氷室の日
金沢市の7月1日(旧暦の六月朔日)は「氷室の日」です。
氷室饅頭を食べて無病息災を祈る日で、この日の前後には推しのお店の商品を配ったり、また頂いたりと、氷室饅頭を見ない日はありません。
この時期の金沢市民はご飯より氷室饅頭を食べる量が多い=一日三食氷室饅頭とも言われています(笑)
今回は氷室饅頭自体の味や種類についてのブログではありません。
単に氷室饅頭に関する素朴な疑問を綴っています。
(写真は撮り溜めしたもので、今年のものだけではありません。また、以下、お店の敬称は省略させていただきます)
徳川幕府に氷を献上する日
「氷室の日」。
7月1日(旧暦の六月朔日)に加賀藩が徳川幕府に氷を献上していた日です。
当時の夏の氷。
とても貴重なものでした。
加賀百万石。
徳川幕府に睨まれないように気を使っていたでしょうね。
冬の間に氷室と呼ばれる貯蔵庫に保管した雪を夏になって取り出し(これを氷室開きと言います⇒氷室饅頭の由来の次に写真付で説明してあります)、飛脚(加賀飛脚、氷室飛脚とも)が金沢から江戸まで運んでいました。

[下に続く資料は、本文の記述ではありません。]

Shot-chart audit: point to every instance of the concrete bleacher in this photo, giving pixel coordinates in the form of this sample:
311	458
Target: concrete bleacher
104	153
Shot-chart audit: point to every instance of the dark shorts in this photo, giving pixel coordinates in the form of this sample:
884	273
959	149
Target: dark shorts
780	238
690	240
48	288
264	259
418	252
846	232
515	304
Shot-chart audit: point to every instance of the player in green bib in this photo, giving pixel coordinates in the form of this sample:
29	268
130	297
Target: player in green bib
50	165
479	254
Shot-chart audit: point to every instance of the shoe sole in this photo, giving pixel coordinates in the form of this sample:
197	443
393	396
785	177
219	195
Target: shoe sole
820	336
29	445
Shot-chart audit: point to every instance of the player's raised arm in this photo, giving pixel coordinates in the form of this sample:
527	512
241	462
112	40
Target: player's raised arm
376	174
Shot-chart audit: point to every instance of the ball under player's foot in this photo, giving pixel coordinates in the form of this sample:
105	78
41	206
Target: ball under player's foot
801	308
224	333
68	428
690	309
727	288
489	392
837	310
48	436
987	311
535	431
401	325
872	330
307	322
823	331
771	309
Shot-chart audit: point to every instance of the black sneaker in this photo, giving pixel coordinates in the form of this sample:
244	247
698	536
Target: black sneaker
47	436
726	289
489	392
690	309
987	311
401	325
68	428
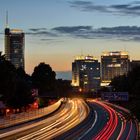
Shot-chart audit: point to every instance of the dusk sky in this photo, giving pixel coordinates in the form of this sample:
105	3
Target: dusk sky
58	30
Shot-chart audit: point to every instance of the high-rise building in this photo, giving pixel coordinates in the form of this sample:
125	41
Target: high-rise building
86	73
134	64
114	64
14	46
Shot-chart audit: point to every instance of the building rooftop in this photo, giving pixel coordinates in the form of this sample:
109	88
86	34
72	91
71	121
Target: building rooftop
16	31
88	57
115	53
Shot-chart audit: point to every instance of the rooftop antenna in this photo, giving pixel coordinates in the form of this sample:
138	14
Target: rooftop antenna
81	51
7	19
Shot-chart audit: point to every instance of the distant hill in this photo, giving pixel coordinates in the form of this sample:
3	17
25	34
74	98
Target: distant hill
65	75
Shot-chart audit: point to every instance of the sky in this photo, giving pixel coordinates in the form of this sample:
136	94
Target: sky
58	30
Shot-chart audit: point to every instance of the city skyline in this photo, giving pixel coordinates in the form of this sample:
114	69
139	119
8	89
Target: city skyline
59	29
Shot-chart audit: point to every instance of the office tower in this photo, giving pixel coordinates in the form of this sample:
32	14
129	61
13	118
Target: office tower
86	73
14	46
134	64
114	64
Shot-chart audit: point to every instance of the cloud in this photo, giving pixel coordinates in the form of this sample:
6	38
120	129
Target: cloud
129	9
88	32
71	29
41	32
124	33
37	29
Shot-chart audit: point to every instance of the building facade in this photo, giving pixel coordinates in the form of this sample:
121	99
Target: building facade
86	73
14	46
113	64
134	64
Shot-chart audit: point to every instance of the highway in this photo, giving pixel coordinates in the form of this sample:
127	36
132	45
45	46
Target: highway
116	123
80	120
74	111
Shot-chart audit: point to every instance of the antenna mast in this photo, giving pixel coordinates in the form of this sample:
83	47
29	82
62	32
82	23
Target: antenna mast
7	19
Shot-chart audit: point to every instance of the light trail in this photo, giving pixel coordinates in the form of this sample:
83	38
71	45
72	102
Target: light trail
77	112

金沢から江戸。北陸新幹線とほぼ同じルートを通ったそうです。
新幹線だと2時間半ですが、当時10日以上かかった山あり谷ありの約500kmの距離を昼夜を徹して四日で運んだという過酷な道程でした。
下記のYouTubeはとても参考になりました。
随分前になりますが、NHKのタイムスクープハンターで実際に人間が運んで実験している番組を観たことがあります。峠越えが大変そうでした。
氷室饅頭の由来
各和菓子店で氷室饅頭を購入すると、付属する栞等に由来の説明があります。
越山甘清堂のWEBサイトから引用すると、
”金沢では藩政のころ、6月1日(現在7月1日)は徳川幕府に氷室の氷を献上する日と決められていました。江戸まで無事に氷が届くようにと、供えられた氷室饅頭は、氷室の節句に大切なものの無事を祈り無病息災を祈って麦まんじゅうを食べる習慣として広がりました。(出典:越山甘清堂WEBサイト)”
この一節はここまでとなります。